‘Tis the Season to Avoid Enterprise IT and DevOps Gremlins

by: Brian Baggett / November, 27 2018

The likelihood of dealing with enterprise IT gremlins is heightened during certain times of the year for any DevOps team…

The likelihood of dealing with enterprise IT gremlins¹ is heightened during certain times of the year for any DevOps team. My brother, who works in IT Disaster Recovery for a healthcare agency, reminded me of this during our most recent Thanksgiving gathering. He had to address four hours of downtime right before the holiday, as something DevOps related pushed a change to the production system instead of in a test environment. Sound familiar?

Whether it’s a holiday, close of the quarter, or “go live” day, any number of factors can put a little extra stress on IT staff with more of a chance for network gremlins to plague any enterprise. Although not as mischievous as mythical gremlins, sloppiness causes trouble, difficulties, or unexpected failures—threatening security as well as contributing to downtime and poor performance.

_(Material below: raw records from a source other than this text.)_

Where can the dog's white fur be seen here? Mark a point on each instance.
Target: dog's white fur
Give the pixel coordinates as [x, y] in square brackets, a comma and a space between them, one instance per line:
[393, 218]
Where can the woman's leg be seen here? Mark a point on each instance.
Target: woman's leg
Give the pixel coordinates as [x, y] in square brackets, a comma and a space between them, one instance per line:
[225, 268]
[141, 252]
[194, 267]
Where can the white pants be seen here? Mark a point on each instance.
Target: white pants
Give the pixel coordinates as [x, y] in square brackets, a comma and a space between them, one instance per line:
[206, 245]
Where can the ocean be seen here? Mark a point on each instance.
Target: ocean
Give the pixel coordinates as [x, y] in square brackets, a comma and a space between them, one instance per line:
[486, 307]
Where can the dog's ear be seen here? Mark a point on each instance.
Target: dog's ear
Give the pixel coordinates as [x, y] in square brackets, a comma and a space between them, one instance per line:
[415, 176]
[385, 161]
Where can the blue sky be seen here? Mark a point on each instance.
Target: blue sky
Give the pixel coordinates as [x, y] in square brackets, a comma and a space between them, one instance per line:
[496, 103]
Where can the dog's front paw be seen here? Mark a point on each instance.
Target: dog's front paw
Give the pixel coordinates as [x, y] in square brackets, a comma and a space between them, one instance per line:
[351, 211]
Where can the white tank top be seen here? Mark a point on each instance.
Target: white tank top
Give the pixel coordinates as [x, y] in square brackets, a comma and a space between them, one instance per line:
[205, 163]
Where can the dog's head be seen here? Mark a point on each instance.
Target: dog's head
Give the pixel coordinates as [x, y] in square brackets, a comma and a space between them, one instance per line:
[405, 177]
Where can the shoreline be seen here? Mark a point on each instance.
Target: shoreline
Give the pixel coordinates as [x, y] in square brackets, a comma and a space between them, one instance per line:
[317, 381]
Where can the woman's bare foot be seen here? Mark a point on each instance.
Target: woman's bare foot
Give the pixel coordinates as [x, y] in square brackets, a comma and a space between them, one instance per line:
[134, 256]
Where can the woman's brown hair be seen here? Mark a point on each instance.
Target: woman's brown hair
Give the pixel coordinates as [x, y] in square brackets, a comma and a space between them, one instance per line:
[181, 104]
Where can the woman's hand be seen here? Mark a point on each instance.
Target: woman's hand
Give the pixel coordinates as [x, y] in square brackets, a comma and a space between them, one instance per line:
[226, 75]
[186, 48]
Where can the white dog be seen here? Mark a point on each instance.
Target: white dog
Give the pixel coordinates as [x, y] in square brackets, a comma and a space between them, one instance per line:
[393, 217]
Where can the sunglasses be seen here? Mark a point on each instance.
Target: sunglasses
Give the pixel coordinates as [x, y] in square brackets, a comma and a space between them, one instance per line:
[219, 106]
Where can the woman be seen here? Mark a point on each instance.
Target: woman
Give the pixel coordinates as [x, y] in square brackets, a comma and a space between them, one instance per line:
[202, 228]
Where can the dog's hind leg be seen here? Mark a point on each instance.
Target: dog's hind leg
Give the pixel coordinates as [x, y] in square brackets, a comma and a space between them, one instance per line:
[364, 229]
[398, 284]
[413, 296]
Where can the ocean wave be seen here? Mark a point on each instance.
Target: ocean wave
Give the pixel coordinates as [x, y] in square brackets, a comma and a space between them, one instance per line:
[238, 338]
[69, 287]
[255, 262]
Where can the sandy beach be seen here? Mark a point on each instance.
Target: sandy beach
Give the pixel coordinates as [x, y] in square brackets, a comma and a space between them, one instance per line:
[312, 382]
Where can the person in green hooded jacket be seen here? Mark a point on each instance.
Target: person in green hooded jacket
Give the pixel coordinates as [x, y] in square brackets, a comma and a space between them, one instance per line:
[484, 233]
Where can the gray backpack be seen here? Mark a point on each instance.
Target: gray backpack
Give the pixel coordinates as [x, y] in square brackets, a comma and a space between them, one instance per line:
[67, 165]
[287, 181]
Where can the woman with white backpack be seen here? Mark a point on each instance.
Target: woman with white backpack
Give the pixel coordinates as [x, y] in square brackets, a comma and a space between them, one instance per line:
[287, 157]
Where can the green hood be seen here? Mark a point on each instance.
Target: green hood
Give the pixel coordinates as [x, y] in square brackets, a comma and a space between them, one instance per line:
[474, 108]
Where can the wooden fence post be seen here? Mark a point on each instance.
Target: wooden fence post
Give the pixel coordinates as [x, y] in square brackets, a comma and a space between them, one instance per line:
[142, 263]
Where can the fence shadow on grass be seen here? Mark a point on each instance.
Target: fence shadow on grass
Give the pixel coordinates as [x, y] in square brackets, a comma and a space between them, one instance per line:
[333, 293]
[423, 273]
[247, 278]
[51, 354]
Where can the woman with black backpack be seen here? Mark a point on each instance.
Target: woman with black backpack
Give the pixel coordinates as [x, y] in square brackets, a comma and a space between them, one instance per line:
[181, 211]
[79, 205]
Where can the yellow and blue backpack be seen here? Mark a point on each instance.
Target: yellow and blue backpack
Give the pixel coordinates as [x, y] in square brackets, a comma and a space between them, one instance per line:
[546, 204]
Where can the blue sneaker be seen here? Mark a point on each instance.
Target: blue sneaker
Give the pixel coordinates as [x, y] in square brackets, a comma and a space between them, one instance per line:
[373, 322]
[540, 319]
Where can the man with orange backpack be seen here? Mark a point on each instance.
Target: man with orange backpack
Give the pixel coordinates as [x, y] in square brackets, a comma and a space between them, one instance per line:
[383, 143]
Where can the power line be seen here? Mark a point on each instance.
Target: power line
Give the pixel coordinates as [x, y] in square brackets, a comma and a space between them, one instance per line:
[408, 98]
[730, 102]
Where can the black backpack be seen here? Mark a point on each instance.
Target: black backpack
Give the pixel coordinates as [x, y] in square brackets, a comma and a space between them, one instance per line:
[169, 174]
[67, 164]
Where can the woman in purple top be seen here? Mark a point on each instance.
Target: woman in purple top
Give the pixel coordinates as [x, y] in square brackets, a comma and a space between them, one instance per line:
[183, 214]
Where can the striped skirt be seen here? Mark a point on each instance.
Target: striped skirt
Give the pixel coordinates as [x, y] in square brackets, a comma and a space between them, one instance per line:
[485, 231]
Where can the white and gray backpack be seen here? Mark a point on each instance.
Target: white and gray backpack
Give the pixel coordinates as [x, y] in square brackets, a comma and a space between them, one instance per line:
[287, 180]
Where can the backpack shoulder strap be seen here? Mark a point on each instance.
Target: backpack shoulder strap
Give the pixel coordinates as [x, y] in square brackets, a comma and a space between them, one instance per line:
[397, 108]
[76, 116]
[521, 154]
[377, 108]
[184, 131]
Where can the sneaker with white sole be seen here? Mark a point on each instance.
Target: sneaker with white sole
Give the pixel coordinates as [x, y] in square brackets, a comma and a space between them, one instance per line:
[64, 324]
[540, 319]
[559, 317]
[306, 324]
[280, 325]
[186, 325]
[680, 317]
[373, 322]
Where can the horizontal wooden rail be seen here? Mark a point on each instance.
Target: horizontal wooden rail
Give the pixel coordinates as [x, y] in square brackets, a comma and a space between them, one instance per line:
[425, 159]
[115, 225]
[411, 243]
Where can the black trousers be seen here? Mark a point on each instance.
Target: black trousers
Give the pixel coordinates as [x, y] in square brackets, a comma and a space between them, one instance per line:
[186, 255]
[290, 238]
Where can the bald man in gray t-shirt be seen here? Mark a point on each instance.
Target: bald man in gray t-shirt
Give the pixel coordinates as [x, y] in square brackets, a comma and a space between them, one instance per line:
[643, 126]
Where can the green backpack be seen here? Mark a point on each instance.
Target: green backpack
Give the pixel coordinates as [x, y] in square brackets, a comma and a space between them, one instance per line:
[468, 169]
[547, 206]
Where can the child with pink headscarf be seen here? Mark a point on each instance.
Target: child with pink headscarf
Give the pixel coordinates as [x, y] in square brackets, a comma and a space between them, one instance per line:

Self-Service Resources and IT Automation

Keeping gremlins at bay can be achieved with a solid plan for self-service options and IT automation. End users need to have access to hardened resources and processes when others who have the keys to these resources are on PTO or swamped by other high priority projects.

Leaving users in the dust while waiting for resources or an update can make them turn to workarounds or short cuts. The idea is that you don’t want anyone in your organization going rogue during the stressful times. The more that enterprise IT and DevOps teams have self-service IT enabled, the less likely the chance for folks to fend for themselves.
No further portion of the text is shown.